A17: a broad-field amacrine cell in the rod system of the cat retina.

Abstract

A17 amacrine cells of the cat retina have been penetrated with horseradish peroxidase (HRP)-filled microelectrodes and their light responses recorded. These cells depolarize in sustained fashion to steps of light. Viewed in retinal wholemounts, HRP-injected cells have a spokelike radiating splay of very fine dendrites (0.1 micron diam) passing diffusely through all strata of the inner plexiform layer (IPL) to run primarily in strata 4 and 5. There are as many as 1,000 large, regularly spaced beads borne on the 500- to 1,200-micron diameter dendritic field. Cell body sizes range from 9 to 13 micron. In the electron microscope, the dendritic beads in sublamina b of the IPL are seen to synapse reciprocally with rod bipolar axon terminals. Dendritic beads in sublamina a rarely make synapses, but between the beads in this layer, input from at least three distinctive amacrine profiles occurs.
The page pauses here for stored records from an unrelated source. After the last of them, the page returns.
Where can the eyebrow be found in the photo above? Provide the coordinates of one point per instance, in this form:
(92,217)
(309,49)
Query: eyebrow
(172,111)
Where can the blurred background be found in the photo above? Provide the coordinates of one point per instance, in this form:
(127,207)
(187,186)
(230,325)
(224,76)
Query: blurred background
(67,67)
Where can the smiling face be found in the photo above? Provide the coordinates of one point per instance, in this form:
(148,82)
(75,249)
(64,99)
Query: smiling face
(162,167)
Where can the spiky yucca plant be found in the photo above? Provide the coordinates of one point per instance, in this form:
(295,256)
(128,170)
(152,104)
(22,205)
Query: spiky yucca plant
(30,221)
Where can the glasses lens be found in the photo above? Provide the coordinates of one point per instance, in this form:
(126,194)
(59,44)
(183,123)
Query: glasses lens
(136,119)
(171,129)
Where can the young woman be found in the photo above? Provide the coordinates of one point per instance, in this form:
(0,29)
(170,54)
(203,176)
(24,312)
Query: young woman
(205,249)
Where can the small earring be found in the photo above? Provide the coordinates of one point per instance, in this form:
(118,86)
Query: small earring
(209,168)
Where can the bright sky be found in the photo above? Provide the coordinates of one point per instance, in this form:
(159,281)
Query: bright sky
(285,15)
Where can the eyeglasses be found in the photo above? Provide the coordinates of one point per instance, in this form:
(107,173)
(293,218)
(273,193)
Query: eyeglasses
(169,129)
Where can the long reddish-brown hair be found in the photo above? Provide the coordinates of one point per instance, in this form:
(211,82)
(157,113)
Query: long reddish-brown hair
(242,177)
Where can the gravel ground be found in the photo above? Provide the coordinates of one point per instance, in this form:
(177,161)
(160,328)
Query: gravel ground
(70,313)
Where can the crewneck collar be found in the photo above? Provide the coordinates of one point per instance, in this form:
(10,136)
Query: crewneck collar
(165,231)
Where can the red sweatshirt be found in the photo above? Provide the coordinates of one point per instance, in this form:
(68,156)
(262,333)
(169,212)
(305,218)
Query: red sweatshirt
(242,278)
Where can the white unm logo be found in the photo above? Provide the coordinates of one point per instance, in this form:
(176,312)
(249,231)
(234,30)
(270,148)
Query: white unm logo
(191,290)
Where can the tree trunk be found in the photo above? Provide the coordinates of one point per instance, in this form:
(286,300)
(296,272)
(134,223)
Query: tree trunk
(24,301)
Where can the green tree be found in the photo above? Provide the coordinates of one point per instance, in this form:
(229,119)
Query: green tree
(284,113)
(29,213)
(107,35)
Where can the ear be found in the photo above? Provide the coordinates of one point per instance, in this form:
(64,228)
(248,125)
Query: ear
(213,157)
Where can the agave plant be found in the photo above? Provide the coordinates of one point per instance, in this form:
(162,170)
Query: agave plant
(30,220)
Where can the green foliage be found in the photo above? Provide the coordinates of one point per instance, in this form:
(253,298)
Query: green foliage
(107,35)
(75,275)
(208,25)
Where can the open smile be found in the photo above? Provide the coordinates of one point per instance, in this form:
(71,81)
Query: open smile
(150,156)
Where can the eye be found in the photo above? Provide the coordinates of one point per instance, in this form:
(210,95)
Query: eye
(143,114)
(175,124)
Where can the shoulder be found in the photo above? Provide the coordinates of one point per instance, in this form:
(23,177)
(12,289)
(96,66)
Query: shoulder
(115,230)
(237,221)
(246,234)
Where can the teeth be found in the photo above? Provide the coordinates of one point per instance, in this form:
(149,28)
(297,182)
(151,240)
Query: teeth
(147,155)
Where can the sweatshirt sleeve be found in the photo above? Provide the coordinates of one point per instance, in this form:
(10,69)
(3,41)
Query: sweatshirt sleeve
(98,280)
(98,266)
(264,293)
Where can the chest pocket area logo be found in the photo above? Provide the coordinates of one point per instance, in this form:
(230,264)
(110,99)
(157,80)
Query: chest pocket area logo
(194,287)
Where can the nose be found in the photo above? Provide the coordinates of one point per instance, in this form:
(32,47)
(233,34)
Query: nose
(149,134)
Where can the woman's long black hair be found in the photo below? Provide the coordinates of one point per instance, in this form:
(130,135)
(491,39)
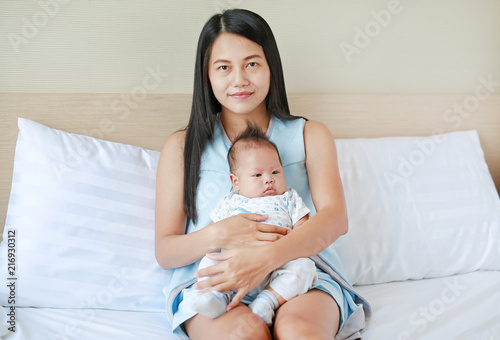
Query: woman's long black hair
(205,106)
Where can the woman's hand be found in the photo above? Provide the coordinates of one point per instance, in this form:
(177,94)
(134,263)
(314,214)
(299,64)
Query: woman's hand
(245,230)
(241,269)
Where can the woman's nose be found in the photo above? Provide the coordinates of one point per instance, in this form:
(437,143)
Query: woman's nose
(239,78)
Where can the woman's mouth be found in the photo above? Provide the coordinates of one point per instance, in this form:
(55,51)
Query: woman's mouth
(241,95)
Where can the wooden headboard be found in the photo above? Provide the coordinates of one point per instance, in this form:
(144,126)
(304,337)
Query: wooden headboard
(147,120)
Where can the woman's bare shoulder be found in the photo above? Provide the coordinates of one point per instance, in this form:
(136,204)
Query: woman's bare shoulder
(314,130)
(175,142)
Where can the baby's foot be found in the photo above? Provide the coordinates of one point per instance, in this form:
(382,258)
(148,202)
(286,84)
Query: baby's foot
(211,304)
(264,306)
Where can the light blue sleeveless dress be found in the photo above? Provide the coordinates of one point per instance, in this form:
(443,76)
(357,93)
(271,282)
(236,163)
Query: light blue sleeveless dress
(215,183)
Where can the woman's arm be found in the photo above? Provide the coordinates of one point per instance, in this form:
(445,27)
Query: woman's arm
(173,247)
(330,220)
(249,266)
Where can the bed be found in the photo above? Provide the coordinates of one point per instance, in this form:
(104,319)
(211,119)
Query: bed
(77,194)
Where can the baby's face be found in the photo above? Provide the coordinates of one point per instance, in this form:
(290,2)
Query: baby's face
(259,173)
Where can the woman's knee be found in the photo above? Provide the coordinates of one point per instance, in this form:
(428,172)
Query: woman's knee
(248,327)
(292,326)
(238,324)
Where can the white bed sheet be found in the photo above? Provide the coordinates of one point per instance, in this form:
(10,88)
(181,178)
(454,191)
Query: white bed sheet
(460,307)
(89,324)
(457,307)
Though diffuse at the light microscopic level, A17 thus appears to be structurally bistratified, with amacrine input in sublamina a and bipolar input in sublamina b. It is likely that A17 can be identified with AI. A17 signals are driven almost exclusively by rods. The spectral sensitivity peaks at 507 nm, identical with that of pigment epithelial cells. Light adaptation abolishes all but a small hyperpolarizing component of the signal. The overall intensity-response range is similar to that of AII amacrine cells. When receptive fields of A17 cells are mapped with slit stimuli, a broad, single-component curve is measured approximately covering the dendritic field. The receptive field is well described by a linear electrical model with a mean space constant of 259 +/- 97 micron (SD). On the other hand, responses to centered slit stimuli of varying width yielded space constants of only 38 +/- 29 micron. A17 amacrines are thus broad-field components of the cat's rod system but with very little capacity for spatial integration. Receptive-field measurements are not supportive of the notion of isolated dendritic regions.